Tensor-Based Analysis for a More Stable Grid
Fraunhofer IWES and partners are developing TenSyGrid, a toolkit for grid operations using a unique mathematical model.
Renewable energy resources are challenging established grid operations. As these intermittent resources increase, grids may underperform or struggle to meet energy demands.
Currently, only simulations can accurately predict energy generation and usage. These models tend to be computationally intensive. However, Fraunhofer Institute for Wind Energy Systems (IWES) and partners are developing the TenSyGrid Project, which uses newer mathematical models to enable real-time assessment of non-traditional grids.
Wind turbines. Image used courtesy of Unsplash
What’s the Deal With Renewable Energy?
Traditional energy plants connect to the grid through a means of rotating masses. This allows for a stable connection that can contribute inertia to frequency stabilization, which creates linear power grid simulations. However, renewable energy plants, such as photovoltaic or wind energy plants, connect to the grid through converters. These rapid transitional behaviors cannot be mapped linearly and require a more innovative method.
That’s why Fraunhofer IWES and its partners are developing the TenSyGrid, which can help electricity grid operators manage and assess the energy gains from renewable resources.

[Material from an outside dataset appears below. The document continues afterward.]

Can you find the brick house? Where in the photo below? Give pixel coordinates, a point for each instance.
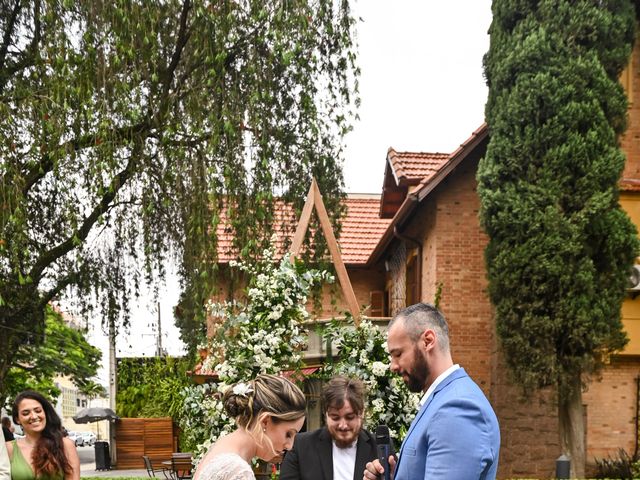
(421, 239)
(434, 247)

TenSyGrid is a toolbox for assessing the direct stability of renewable resources, using mathematical tensors to capture non-linear dynamics within the grid in real time. It will be compatible with commercial software, so it can easily integrate into standard workflows.
The project began in December 2024. Fraunhofer IWES’ partners include eRoots Analytics, Hamburg University of Applied Sciences, Universitat Politècnica de Catalunya/Barcelona Tech (UPC), and the University of Malta. Major funding comes from BMWK Germany, MICIU, CDTI Spain, MICIU, and XJENZA Malta through the E.U.’s Clean Energy Transition Partnership.
The Many Approaches to a Stable Grid
Simplified power grid simulations cannot map how grids with large renewable resources might behave. Due to converter connections, large-scale renewable energy networks are subject to various uncertainties, and old methodologies may be too computationally intensive. This is where the TenSyGrid method comes into play.
Grid operations. Image used courtesy of Wikimedia Commons
The TenSyGrid project aims to create a method for mapping the power grid as a multilinear model using tensors. Tensors are mathematical objects used to describe physical properties. With these tensors, the models can use significantly less computational energy and enable a real-time assessment of power grids. This unique toolbox could also allow grid operators to plan and control their systems as they become increasingly dynamic.
Eduardo Prieto-Araujo, project coordinator at UPC, stated, “Future power systems will be radically different from the traditional networks of previous decades. The massive integration of power electronics-based renewable energy generation, storage, and loads is profoundly transforming modern power systems.”
Prieto-Araujo said systems like TenSygrid can help model modern networks efficiently and reliably.
“Multilinear systems present an interesting alternative for accurately capturing the characteristics of modern power systems, offering innovative methods to support real-time operation of power networks,” he said in a press release.
With the shift away from fossil fuels to renewable energy sources, projects like the TenSyGrid will be crucial in addressing the complexities that arise. By leveraging more accurate mathematical models, grid operators can enhance the stability of our electrical grid with improved planning and real-time assessment tools to ensure a reliable energy supply that can support energy grids with 100% renewable energy sources.